A escolha da Malásia como sede da cúpula não foi aleatória. Antes do evento, os países da ASEAN aprovaram em Kuala Lumpur o plano “ASEAN 2045”, uma visão estratégica de longo prazo que busca posicionar o sudeste asiático como um polo de crescimento global. A aproximação com China e GCC — que inclui Bahrein, Kuwait, Omã, Catar, Arábia Saudita e Emirados Árabes Unidos — faz parte desse esforço. Juntos, os três blocos representam cerca de um quarto da população mundial e contribuem com proporção semelhante ao PIB global.
Comércio e energia formam a espinha dorsal da aliança. A China é hoje o principal parceiro comercial tanto da ASEAN quanto do GCC, sendo que mais de um terço do petróleo consumido por Pequim vem dos países do Golfo. O sudeste asiático, por sua vez, já superou a União Europeia como maior parceiro econômico da China.
A proposta chinesa de ampliar a atual Área de Livre Comércio China-ASEAN para incluir o GCC foi recebida com entusiasmo e pode acelerar a integração ao Acordo de Parceria Econômica Regional Abrangente (RCEP), maior zona de livre comércio do planeta.
Durante o encontro, o premiê chinês Li Qiang defendeu o que chamou de “grande triângulo” de prosperidade e segurança globais, com base em valores asiáticos como abertura, cooperação e integração. Anwar Ibrahim, por sua vez, propôs um diálogo entre civilizações confucianas e islâmicas, alinhando-se à Iniciativa de Civilização Global promovida por Pequim.

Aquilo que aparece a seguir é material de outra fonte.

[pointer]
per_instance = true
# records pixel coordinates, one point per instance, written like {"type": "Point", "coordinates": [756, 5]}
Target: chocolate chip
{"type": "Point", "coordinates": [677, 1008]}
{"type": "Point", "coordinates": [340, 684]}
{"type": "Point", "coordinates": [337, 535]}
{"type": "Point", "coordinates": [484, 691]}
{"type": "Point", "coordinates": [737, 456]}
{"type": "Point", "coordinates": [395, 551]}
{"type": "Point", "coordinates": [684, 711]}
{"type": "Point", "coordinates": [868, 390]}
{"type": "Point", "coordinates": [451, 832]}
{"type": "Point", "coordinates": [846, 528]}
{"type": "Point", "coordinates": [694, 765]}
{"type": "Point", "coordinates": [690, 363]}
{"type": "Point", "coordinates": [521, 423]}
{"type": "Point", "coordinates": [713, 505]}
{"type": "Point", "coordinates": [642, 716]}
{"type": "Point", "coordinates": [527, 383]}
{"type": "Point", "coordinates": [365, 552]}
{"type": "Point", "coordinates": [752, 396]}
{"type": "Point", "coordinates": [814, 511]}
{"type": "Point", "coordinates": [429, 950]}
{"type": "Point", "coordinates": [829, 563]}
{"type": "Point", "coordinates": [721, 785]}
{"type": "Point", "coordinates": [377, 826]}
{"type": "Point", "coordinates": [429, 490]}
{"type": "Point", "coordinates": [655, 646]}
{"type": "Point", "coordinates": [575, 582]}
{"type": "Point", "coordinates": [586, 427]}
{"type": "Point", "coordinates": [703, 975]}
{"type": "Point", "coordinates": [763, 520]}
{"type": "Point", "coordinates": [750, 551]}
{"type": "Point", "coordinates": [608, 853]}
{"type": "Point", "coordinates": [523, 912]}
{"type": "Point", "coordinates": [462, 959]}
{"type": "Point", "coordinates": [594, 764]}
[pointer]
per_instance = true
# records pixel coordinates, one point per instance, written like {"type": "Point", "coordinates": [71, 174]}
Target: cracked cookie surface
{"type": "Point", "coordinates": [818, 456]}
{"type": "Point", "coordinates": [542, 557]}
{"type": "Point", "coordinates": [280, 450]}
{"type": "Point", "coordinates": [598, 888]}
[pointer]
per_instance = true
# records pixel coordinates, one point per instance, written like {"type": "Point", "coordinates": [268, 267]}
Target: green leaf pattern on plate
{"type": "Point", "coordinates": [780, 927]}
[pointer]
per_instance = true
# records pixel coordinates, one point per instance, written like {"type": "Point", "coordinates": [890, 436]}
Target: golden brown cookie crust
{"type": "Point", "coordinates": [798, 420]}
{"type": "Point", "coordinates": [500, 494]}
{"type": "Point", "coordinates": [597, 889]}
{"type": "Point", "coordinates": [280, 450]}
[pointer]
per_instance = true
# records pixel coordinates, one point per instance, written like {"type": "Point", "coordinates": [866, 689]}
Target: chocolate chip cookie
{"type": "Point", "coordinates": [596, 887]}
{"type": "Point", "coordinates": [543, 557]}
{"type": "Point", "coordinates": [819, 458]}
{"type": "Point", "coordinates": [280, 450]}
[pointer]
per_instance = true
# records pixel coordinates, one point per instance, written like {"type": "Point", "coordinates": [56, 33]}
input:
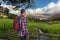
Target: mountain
{"type": "Point", "coordinates": [55, 17]}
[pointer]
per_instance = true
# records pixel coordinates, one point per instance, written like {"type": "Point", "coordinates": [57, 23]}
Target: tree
{"type": "Point", "coordinates": [6, 11]}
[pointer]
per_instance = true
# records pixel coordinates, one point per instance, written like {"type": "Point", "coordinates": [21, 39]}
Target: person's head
{"type": "Point", "coordinates": [23, 12]}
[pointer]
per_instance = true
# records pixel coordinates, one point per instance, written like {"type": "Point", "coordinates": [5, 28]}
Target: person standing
{"type": "Point", "coordinates": [23, 32]}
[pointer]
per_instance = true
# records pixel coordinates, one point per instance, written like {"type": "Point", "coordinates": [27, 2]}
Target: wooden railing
{"type": "Point", "coordinates": [32, 36]}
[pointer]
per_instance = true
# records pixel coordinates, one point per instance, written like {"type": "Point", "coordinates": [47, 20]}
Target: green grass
{"type": "Point", "coordinates": [51, 28]}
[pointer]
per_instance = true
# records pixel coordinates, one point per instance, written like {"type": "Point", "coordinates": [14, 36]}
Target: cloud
{"type": "Point", "coordinates": [51, 8]}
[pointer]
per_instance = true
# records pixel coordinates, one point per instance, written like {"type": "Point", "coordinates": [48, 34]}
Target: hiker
{"type": "Point", "coordinates": [23, 32]}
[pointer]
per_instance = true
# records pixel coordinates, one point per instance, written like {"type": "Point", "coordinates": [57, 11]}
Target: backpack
{"type": "Point", "coordinates": [16, 23]}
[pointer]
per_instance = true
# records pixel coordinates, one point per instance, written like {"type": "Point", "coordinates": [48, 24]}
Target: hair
{"type": "Point", "coordinates": [22, 11]}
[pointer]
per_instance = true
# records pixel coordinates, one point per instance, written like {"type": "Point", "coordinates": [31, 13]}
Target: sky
{"type": "Point", "coordinates": [41, 7]}
{"type": "Point", "coordinates": [42, 3]}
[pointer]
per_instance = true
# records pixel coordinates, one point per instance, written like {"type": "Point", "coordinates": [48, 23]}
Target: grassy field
{"type": "Point", "coordinates": [51, 28]}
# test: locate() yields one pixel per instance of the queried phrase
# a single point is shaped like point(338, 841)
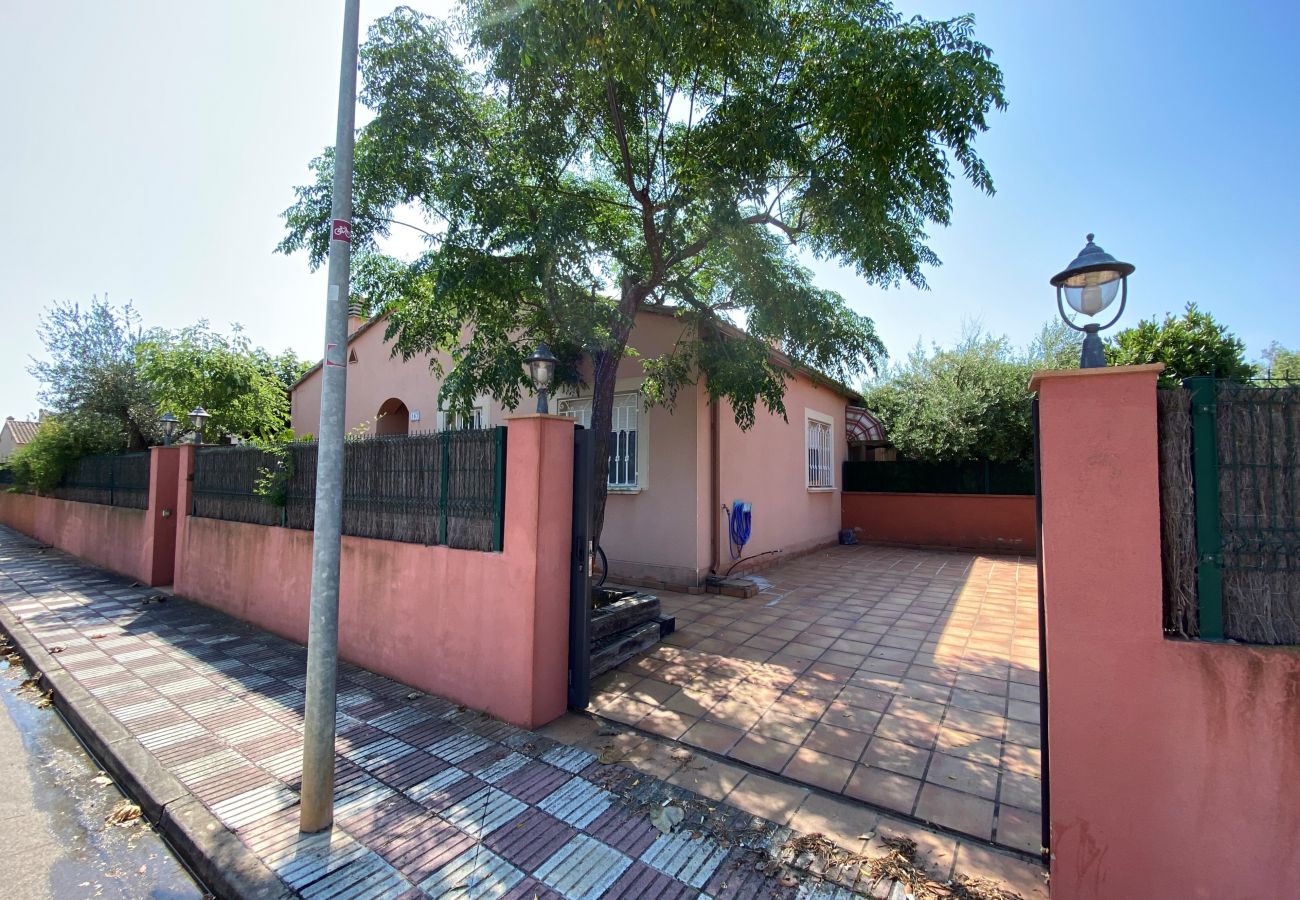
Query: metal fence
point(1230, 506)
point(120, 479)
point(446, 488)
point(908, 476)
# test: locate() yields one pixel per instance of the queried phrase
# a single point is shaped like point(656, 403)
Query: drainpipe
point(714, 484)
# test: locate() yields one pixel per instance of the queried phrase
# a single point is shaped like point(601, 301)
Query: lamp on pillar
point(198, 415)
point(1090, 284)
point(169, 424)
point(541, 370)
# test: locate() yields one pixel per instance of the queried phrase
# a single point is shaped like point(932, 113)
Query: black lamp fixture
point(1090, 284)
point(198, 415)
point(541, 370)
point(169, 424)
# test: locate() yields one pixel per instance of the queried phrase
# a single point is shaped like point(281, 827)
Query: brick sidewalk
point(430, 799)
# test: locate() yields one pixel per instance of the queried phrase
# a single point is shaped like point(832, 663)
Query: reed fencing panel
point(1230, 510)
point(443, 488)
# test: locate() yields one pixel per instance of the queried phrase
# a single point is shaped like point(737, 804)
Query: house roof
point(658, 311)
point(21, 431)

A aposta em “valores asiáticos” tem sido central na narrativa externa da China, em contraste com o modelo ocidental centrado em normas e intervenções. Em abril, Xi Jinping promoveu uma rara conferência de alto nível sobre as relações com a “vizinhança próxima”, reforçando a prioridade dada aos países ao redor da China no seu projeto de segurança e desenvolvimento.
Mesmo assim, o novo eixo enfrenta desafios importantes. As tensões no Mar do Sul da China, envolvendo disputas territoriais com Brunei, Malásia, Filipinas e Vietnã, continuam sendo um ponto de atrito entre Pequim e seus vizinhos do sudeste asiático. Além disso, há receios de dependência econômica, armadilhas da dívida e influência política chinesa. Tais preocupações levaram líderes como o presidente filipino Ferdinand Marcos Jr. a se reaproximar dos EUA.

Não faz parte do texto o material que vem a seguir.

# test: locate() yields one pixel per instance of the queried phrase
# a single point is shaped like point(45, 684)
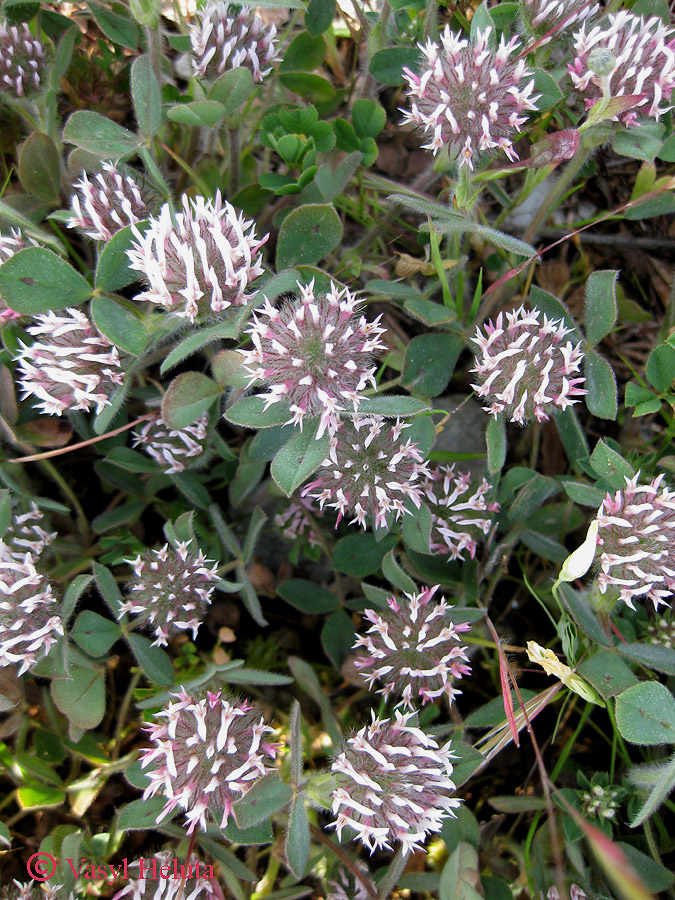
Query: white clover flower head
point(524, 369)
point(25, 534)
point(153, 885)
point(644, 67)
point(174, 449)
point(461, 511)
point(208, 751)
point(393, 784)
point(200, 261)
point(110, 201)
point(541, 17)
point(469, 96)
point(69, 365)
point(370, 471)
point(413, 649)
point(315, 352)
point(170, 591)
point(636, 534)
point(223, 39)
point(21, 59)
point(29, 613)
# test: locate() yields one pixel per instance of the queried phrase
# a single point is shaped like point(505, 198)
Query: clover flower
point(200, 261)
point(414, 650)
point(369, 471)
point(470, 97)
point(223, 39)
point(29, 619)
point(316, 354)
point(69, 365)
point(174, 449)
point(643, 63)
point(151, 884)
point(393, 784)
point(25, 534)
point(210, 749)
point(524, 369)
point(170, 591)
point(21, 59)
point(636, 531)
point(460, 511)
point(541, 17)
point(108, 203)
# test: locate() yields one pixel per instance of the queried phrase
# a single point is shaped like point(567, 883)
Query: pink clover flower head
point(174, 449)
point(170, 591)
point(200, 261)
point(524, 369)
point(315, 352)
point(469, 96)
point(541, 17)
point(461, 511)
point(152, 885)
point(393, 784)
point(644, 63)
point(69, 365)
point(22, 59)
point(369, 472)
point(208, 749)
point(29, 612)
point(110, 201)
point(223, 39)
point(636, 535)
point(413, 649)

No Oriente Médio, a disputa sino-americana também gera dilemas. Países historicamente alinhados com Washington, como Arábia Saudita e Emirados Árabes Unidos, tentam equilibrar interesses econômicos com a China e pressões estratégicas dos EUA — especialmente em áreas sensíveis como inteligência artificial e tecnologia 5G. O governo Trump se opõe à adoção desses sistemas chineses e já suspendeu acordos militares com Abu Dhabi em retaliação. A discussão sobre a realização de parte do comércio de petróleo em yuan também provocou reações negativas por parte do Ocidente.
Apesar dos entraves, a nova aliança trilateral se destaca como uma resposta pragmática ao mundo multipolar em formação, onde a cooperação Sul-Sul ganha fôlego. A estratégia não implica, necessariamente, uma substituição do hegemon norte-americano por um chinês, mas sim a tentativa dos países do Golfo e do sudeste asiático de diversificarem suas parcerias e reduzirem vulnerabilidades.
A ofensiva tarifária promovida por Trump em seu primeiro mandato serviu de alerta para vários desses países, demonstrando os riscos da dependência dos EUA. Ainda assim, os sinais atuais indicam que a pressão de Washington para que governos regionais cortem laços com Pequim tem perdido eficácia.
Resta saber se a ASEAN será capaz de se equilibrar entre as potências, atuando como um polo autônomo no sistema global; se os países envolvidos evitarão a formação de blocos militares na Ásia-Pacífico; e se o formato trilateral resistirá às crescentes tensões geopolíticas. São perguntas em aberto — e as respostas virão com o tempo.